US-based software giant Adobe has announced a £63.5m investment in its UK operations with commitment to grow its workforce by over 20 per cent over the next three years.
Minsters from the Department for Digital, Culture, Media and Sport (DCMS) and Department for International Trade will today host industry leaders including Adobe at a Creative Investor Roundtable to discuss the UK’s strengths as a creative hub and the UK’s unique offer in the creative sector.
Hosted at 10 Downing Street, the event is the fifth in a series of investment roundtables which promote UK industry sector opportunities to a global audience, and drive foreign direct investment into the UK.
Newly released figures from the DCMS show the value of the creative industries to the UK is up from £94.8bn in 2016 to £101.5bn, and has grown at nearly twice the rate of the economy since 2010.
The investment from Adobe will benefit the number of creatives, small businesses and enterprises in the UK who currently use the company’s software, accelerating innovation and driving economic growth.
The company has grown its workforce in the UK by 30 per cent in last two years and has offices in Shoreditch, Maidenhead and Edinburgh.
Companies attending include Discovery, EA Games, Sony Film and Viacom.
Secretary of State for Digital, Culture, Media and Sport, Jeremy Wright said: “The UK is home to world-leading creative and digital industries and our latest statistics show these booming sectors are now worth more than £230bn to the economy.

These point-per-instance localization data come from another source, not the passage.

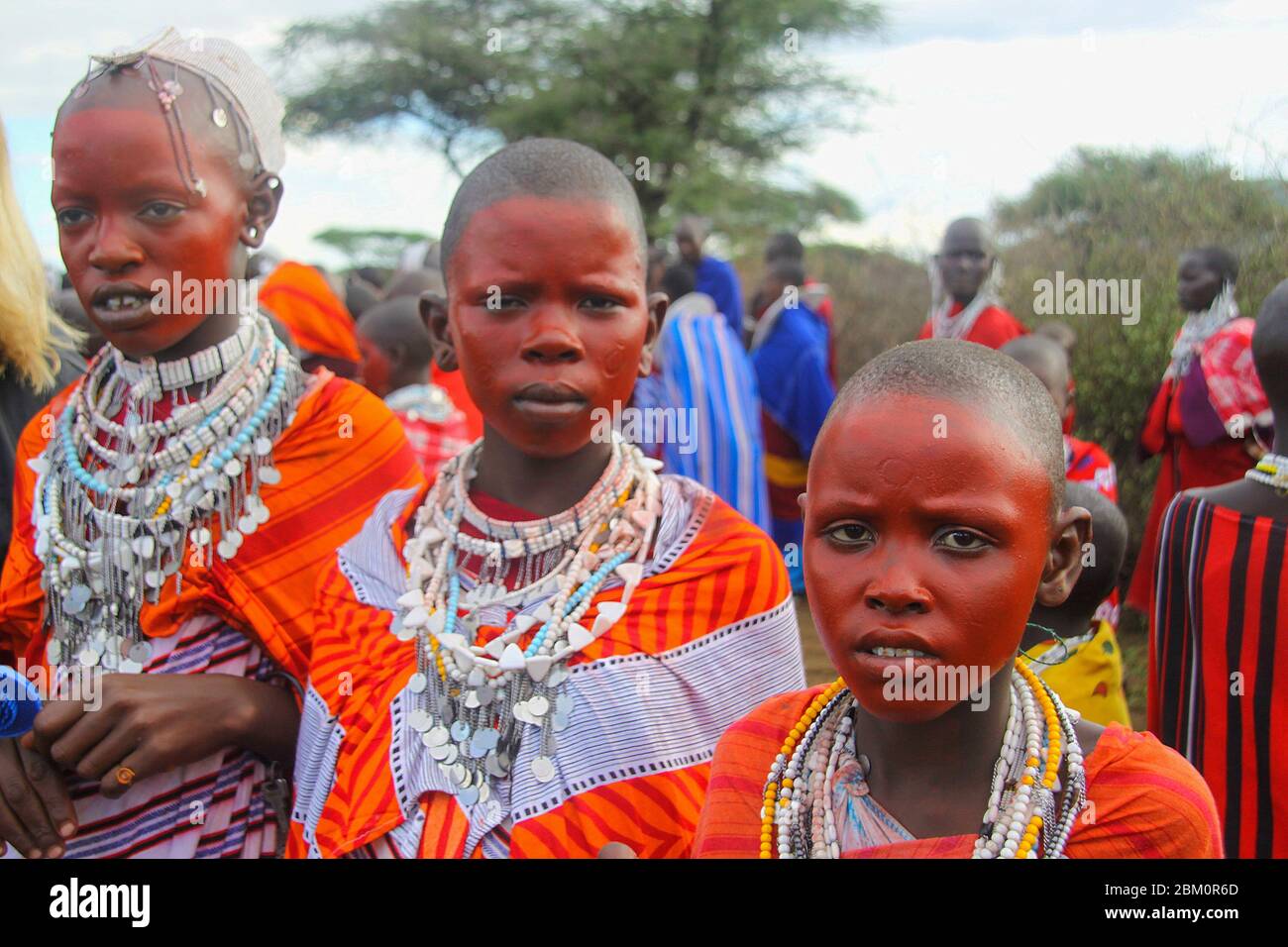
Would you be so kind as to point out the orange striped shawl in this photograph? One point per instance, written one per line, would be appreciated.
(314, 316)
(728, 575)
(1146, 801)
(343, 453)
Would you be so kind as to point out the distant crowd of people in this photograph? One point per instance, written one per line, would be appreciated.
(359, 574)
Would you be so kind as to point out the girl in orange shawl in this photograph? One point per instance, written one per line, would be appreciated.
(921, 595)
(537, 656)
(174, 505)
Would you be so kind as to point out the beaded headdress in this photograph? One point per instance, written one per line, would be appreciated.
(240, 93)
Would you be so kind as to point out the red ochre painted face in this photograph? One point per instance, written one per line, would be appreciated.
(549, 318)
(125, 219)
(919, 541)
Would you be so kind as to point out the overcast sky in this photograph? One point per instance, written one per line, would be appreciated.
(973, 105)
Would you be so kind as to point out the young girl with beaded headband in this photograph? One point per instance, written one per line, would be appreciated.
(536, 656)
(934, 519)
(175, 502)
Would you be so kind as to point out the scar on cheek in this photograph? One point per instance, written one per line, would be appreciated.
(896, 471)
(614, 360)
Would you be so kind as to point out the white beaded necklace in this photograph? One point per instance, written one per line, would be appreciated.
(115, 501)
(473, 699)
(804, 823)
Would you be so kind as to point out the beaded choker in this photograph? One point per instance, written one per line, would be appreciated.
(1273, 472)
(150, 376)
(475, 702)
(1021, 819)
(116, 501)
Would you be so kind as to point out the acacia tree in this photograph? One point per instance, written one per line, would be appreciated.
(1120, 215)
(698, 102)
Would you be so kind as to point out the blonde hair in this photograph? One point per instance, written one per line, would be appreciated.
(31, 333)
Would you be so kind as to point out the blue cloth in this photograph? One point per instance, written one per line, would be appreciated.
(720, 281)
(797, 393)
(791, 369)
(706, 369)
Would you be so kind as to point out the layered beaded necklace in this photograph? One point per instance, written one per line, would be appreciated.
(116, 501)
(472, 699)
(1020, 821)
(1273, 472)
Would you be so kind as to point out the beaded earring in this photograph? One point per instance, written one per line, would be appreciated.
(1064, 646)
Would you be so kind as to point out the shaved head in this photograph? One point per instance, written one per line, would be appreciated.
(1109, 536)
(394, 325)
(1270, 351)
(974, 375)
(1044, 357)
(413, 282)
(552, 167)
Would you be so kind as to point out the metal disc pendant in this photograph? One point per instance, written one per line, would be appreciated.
(544, 768)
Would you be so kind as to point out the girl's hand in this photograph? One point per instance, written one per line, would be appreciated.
(37, 813)
(153, 723)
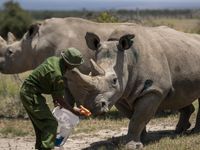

“We are already Europe's leading tech hub, with the talent, environment and entrepreneurship that businesses want, so it is great to see Adobe creating even more high-skilled jobs and investing here.
"Through our modern Industrial Strategy we are committed to making Britain the best place in the world to do business."
Investment Minister Graham Stuart said: “Adobe’s announcement is another show of confidence in our world-leading creative sector, one of the fastest growing parts of UK economy.
“As an international economic department, we are proud that the UK receives more inward investment in the creative and digital industries than any other European country.
“However, we realise that there is still huge untapped global potential. That’s why I’m looking forward to attending the Creative Investor Roundtable today, to discuss where there is further global demand for British creative expertise and how we can work together to drive investment into the UK.”
Gavin Mee, Vice President for Northern Europe and UK MD, Adobe said: “Adobe is the global leader in creativity, providing the creative platform for all, and the UK is a critical market for our business growth and innovation. Recently, we’ve grown our workforce, opened a new office in Shoreditch, and we are committed to furthering our investment in the UK and the impact it will drive across the economy.”
The Government continues to back the creative industries. There has been a £12.6bn increase to the sector since the introduction of dedicated tax reliefs supporting high-end television and film production. There was also £1.38bn of inward investment in the film industry last year as a result of tax relief.
As part of the Government’s Industrial Strategy, nine new Creative Clusters across the UK have benefitted from £80m funding to boost innovation by part-funding research partnerships between universities and industry.
They aim to increase the use of digital technologies to improve audience experience in the screen and performance industries, and shorten production times in the design industry.
The UK is a world leader in the digital economy, with venture capital in London’s tech sector reaching an all-time high last year of £2.45bn – more than Germany, France, Spain and Ireland combined.
More than 2.1 million people are employed in the digital and tech economy and the UK has more than 800,000 professional software developers, adding more than £116.5bn to the UK economy.
The UK is the number one destination for tech talent, with one in five of all international movers coming to the UK.